Ukrainian visual artworks may not have worldwide fame, but they are still unique samples of the Ukrainian people’s talent. The craftsmanship of Ukrainian paintings, graphics, and sculptures can be seen in the exhibitions in many museums.
Ukrainian art stems from the time of Kyivan Rus. It was firmly connected to Christianity, which became Kyivan Rus’ official religion in the 10th century. The first paintings were icons, usually created by monks. They depict, generally, Jesus Christ, angels, and saints, as well as other religious figures. The Old Russian icon paintings reflected humanity’s rich spirituality.
At the same time appeared frescoes and mosaics, which were used to decorate temples in Rus. Along with religious scenes, the earthly realm was also depicted, showing everyday life and entertainments. The large number of artistic genres that developed during the Old Russian period is best represented in the Saint Sophia Cathedral in Kyiv. It is the only temple in the Old World that has preserved the samples of the monumental Kyivan Rus paintings.
Icons remained the main Ukrainian art form until the 17th century, when engraving was developed after a printing shop was set up in the Kyiv Pechersk Lavra. The shop enabled books to be illustrated. One vivid example of the colorful illustrations is the Breviary (service book) of Kyivan Metropolitan Petro Mogila.
Before secular portrait painting permanently took over icon painting, the so-called parsunas became popular in Ukraine. These were portraits (usually of historic figures), painted using the techniques of iconography. The clients for such paintings often included prosperous Cossacks. Ornate design and the use of Ukrainian folk art elements were typical of parsunas. The most popular (and the most common) image of that time was Cossack Mamai, or Cossack-Kobza-Player, whose image embodied the Ukrainian fight for independence.
Talented authors like Dmitry Levitsky, Vladimir Borovikovsky, and the well-known Ukrainian poet Taras Shevchenko can also be listed among the prominent painters. Shevchenko is also considered to be the founder of Ukrainian genre art in painting.
Ilya Repin, who created the famous picture ‘Reply of the Zaporozhian Cossacks to Sultan Mehmed IV of the Ottoman Empire,’ and the excellent seascape painter Ivan Aivazovsky also played a huge role in the development of Ukraine’s art. A large part of Aivazovsky’s paintings is kept in a gallery in his native town Feodosiya.

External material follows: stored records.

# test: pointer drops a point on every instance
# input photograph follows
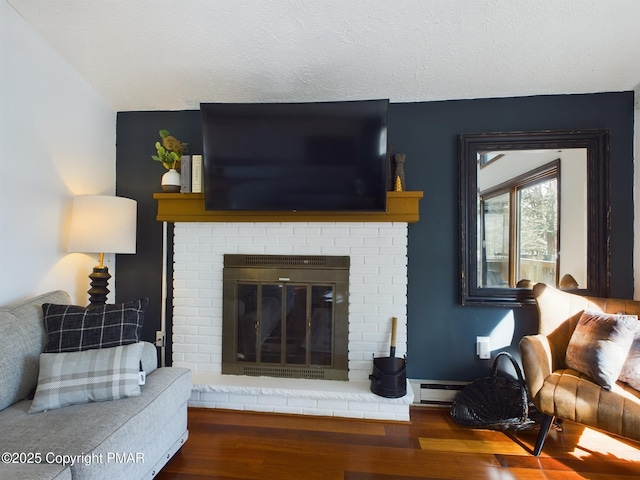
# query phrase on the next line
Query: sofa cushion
(71, 378)
(22, 338)
(600, 344)
(97, 428)
(72, 328)
(630, 373)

20th century art was shaped by Soviet power dogmas and ideals. The pictures’ main goal back then was to fight for socialism, and the main characters were peasants and workers. The artists, who were used to thinking freely and looking for new ways to express themselves, had to limit themselves to a certain framework. Nevertheless, there were masterpieces even during the USSR period. Most of them are canvases made by Tatyana Yablonskaya and Feodor Krichevsky. You can also find examples of Soviet sculpture in the Museum of the Great Patriotic War in Kyiv.
Modern Ukrainian artists are no longer restricted in their style or topics, and, therefore, they sometimes try their hands at completely unthinkable genres. Alexander Roitburd, Oksana Mas, Maxim Mamsikov, Zhanna Kadyrova, Ilya Chichkan, and Arsen Savadov are among the best known current Ukrainian artists. The most innovative works of modern art are on display at the Kyivan gallery PinchukArtCentre, where they are shown next to such world-famous artists as Damien Hirst and Andreas Gursky.
Ukrainian art - from the Old Russian times until today - is a huge and incredibly interesting layer of the country’s rich culture. Ukrainian museums hold many masterpieces that are not at all inferior to the famous works of art on display elsewhere in the world!